Postby Plasman » Wed Jun 23, 2010 6:31 am

Hey LastGypsies, sorry this reply didn't come sooner - I hope you've made your peace with your decision, if you've already made it by now.

I can't relate directly to your experience, but I know that my mother has gone through something very similar in regards to memory loss. It was most likely brought about by her suddenly developing a form of epilepsy. For nearly a year, she started suffering blackouts and "fadeouts" which were sudden and alarming, and often afterwards she would be sort of foggy and distant, as in "lights are on but...". After such a spell, she would have little to no memory of the event.
Eventually she was correctly diagnosed and treated, but as a result of the trauma she lost approximately six months of her memory - in other words, there are gaps in her memory, the largest of which came from the time of her (as yet untreated) seizures.
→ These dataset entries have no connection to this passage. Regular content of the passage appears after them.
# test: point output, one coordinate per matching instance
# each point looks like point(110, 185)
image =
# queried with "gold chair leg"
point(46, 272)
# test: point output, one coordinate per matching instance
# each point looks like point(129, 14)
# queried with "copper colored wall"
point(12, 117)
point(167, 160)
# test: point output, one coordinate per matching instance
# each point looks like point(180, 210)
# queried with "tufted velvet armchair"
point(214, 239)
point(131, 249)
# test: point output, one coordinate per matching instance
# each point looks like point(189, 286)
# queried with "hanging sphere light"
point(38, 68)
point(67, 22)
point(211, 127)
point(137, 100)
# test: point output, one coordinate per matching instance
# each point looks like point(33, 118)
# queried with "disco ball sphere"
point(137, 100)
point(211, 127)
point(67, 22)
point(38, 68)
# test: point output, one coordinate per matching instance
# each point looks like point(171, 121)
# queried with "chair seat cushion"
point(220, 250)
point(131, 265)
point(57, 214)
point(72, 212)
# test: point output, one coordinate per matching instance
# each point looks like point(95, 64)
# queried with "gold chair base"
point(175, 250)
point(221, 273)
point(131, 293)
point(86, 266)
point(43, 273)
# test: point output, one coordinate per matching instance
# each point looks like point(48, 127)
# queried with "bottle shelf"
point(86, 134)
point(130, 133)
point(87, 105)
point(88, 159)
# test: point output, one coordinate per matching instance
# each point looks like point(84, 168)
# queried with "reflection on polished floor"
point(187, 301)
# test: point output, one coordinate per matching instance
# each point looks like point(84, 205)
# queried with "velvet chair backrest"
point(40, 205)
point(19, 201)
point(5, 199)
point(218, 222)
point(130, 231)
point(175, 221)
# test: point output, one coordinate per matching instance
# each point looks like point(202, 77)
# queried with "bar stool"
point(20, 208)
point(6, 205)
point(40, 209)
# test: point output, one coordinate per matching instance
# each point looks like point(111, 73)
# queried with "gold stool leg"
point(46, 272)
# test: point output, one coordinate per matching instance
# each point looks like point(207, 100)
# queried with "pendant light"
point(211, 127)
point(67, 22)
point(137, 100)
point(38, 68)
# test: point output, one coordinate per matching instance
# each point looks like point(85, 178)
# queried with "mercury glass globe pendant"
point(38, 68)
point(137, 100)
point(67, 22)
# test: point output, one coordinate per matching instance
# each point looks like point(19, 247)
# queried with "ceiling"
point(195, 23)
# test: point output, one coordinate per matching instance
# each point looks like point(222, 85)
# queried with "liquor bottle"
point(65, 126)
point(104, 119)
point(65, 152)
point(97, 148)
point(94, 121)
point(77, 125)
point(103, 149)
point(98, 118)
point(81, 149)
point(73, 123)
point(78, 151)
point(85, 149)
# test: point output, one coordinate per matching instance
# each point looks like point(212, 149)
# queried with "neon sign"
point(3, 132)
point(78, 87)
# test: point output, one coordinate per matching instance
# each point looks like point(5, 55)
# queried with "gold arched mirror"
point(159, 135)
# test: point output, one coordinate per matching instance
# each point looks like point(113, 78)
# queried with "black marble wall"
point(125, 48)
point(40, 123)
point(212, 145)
She also has memory-loss issues brought on by the medication she is taking for the epilepsy, which doesn't exactly help matters any. :?

But the important thing here is this: How does the quality of her life now compare to how her life would be if she weren't getting treatment? Although it is occasionally distressing or at least embarrassing for her to forget things she "ought" to know, how much worse would it be if she weren't able to think clearly at all? In her case, losing *some* of her memory is a fair trade off in order to enjoy a comfortable, lucid life.

I don't know if you feel this applies to you, but I think this is worth considering. I know that it's unsettling to think you could lose your memories, but if ECT does offer you some relief (and by the sounds of it, you really do need relief from your symptoms) it might be a fair exchange.
And I would definitely follow the advice offered above, regarding making a "memory diary"; even if you're not entirely sure of what to put into it right now, in the end, at least you'll have something to start you off.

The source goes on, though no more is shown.